Philip J. Goscienski, M.D.
A girl born in 2008 can expect to live 80.4 years and her male counterpart a few years less at 75.2. The miracles of modern medicine are paying off -- or are they?
Life expectancy makes great headlines but the numbers behind the numbers tell a different story. If that young lady follows the lifestyle pattern of her Stone Age ancestors she may well hit the century mark but unless the vast majority of her age group do the same she'll be quite lonely at most of her class reunions.
Quality of life doesn't depend on how long you live but how long you remain healthy. The average American has a life expectancy of 77.9 (combined men and women) but a health expectancy of only about 70 years. About 10 percent of a person's lifespan is spent with some form of chronic disease. As physicians are better able to keep us alive through illness after illness, age at death increases but the age at which good health ends does not.
As far back as 1994 one physician noted "The average number of years that people spend disabled has grown faster than those they spend healthy."
We are becoming a divided nation, the health-rich and the health-poor. Our genes are pretty much the same but our habits are not, and that is the reason for the division. Only about 30 percent of Americans are of normal weight but even that is a misleading statistic. Normal weight does not mean normal proportions of body fat and muscle mass. We have lately identified the normal weight obese individual whose spreading midsection reveals that his muscles have shrunk while fat has accumulated, especially in the abdomen.
Eighty percent of persons who are over 65 have at least one of the now-familiar chronic diseases such as heart disease, type 2 diabetes or dementia; half the persons at that age suffer from at least two.

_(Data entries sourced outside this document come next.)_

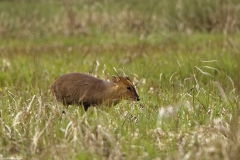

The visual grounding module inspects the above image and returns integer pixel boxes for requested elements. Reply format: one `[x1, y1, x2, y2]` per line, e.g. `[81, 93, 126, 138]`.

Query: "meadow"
[0, 0, 240, 160]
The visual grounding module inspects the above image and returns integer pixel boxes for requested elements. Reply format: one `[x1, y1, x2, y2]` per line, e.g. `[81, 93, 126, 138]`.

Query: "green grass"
[0, 1, 240, 160]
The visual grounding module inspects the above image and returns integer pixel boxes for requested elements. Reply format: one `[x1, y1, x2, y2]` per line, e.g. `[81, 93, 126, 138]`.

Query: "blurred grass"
[0, 0, 240, 159]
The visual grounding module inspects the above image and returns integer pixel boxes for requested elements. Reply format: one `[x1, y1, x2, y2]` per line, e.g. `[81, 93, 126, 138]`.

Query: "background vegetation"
[0, 0, 240, 160]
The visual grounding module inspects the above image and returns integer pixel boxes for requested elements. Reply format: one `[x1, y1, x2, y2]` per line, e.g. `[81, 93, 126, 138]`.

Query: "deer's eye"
[127, 86, 131, 91]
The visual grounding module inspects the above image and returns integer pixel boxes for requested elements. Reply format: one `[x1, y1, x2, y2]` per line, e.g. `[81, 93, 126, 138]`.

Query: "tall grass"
[0, 0, 240, 160]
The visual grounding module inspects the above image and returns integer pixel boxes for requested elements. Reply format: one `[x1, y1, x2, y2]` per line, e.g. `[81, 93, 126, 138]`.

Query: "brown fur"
[51, 73, 140, 110]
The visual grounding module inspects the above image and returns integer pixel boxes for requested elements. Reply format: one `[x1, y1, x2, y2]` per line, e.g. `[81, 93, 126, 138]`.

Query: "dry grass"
[0, 0, 240, 160]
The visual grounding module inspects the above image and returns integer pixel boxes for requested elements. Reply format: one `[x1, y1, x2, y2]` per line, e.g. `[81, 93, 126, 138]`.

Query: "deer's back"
[52, 73, 108, 106]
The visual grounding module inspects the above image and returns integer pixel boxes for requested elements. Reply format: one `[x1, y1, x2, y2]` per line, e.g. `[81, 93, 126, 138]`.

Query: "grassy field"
[0, 0, 240, 160]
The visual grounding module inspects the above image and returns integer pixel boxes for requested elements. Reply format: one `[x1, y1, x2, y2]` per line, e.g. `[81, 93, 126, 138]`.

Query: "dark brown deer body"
[51, 73, 140, 110]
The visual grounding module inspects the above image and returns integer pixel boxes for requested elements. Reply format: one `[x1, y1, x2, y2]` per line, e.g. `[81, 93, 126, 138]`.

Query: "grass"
[0, 1, 240, 160]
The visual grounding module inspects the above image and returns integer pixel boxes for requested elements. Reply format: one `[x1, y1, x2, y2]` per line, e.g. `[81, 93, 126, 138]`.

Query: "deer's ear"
[112, 76, 118, 84]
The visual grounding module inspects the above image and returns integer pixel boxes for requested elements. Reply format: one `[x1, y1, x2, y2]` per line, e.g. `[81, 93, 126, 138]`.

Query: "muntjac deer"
[51, 73, 140, 110]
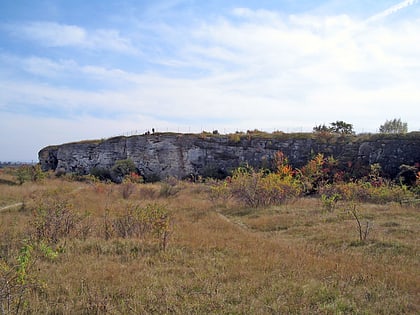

Obesity doubles the risk of Alzheimer's disease and of a heart attack and it raises the risk of type 2 diabetes a whopping thirty-fold. The last figure is the one that demolishes the relevance of life expectancy. Diabetes can smolder for years before diagnosis, all the while damaging blood vessels that nourish the heart, the brain, the eyes and the kidneys. No wonder that fully 50 percent of those with a new diagnosis of diabetes already have evidence of complications involving those organs.
Diabetes has become a growth industry as new drugs are approved that add years to diabetics' lives. But no medication can reverse the disease. Barely half of patients seem to be able to control blood sugar levels as they progress to blindness, heart failure, the ravages of stroke, the immobility of leg amputation and the downhill slide of kidney failure.
Living longer shouldn't be our goal. We should strive for a compression of morbidity, the shortest possible period between disability and death.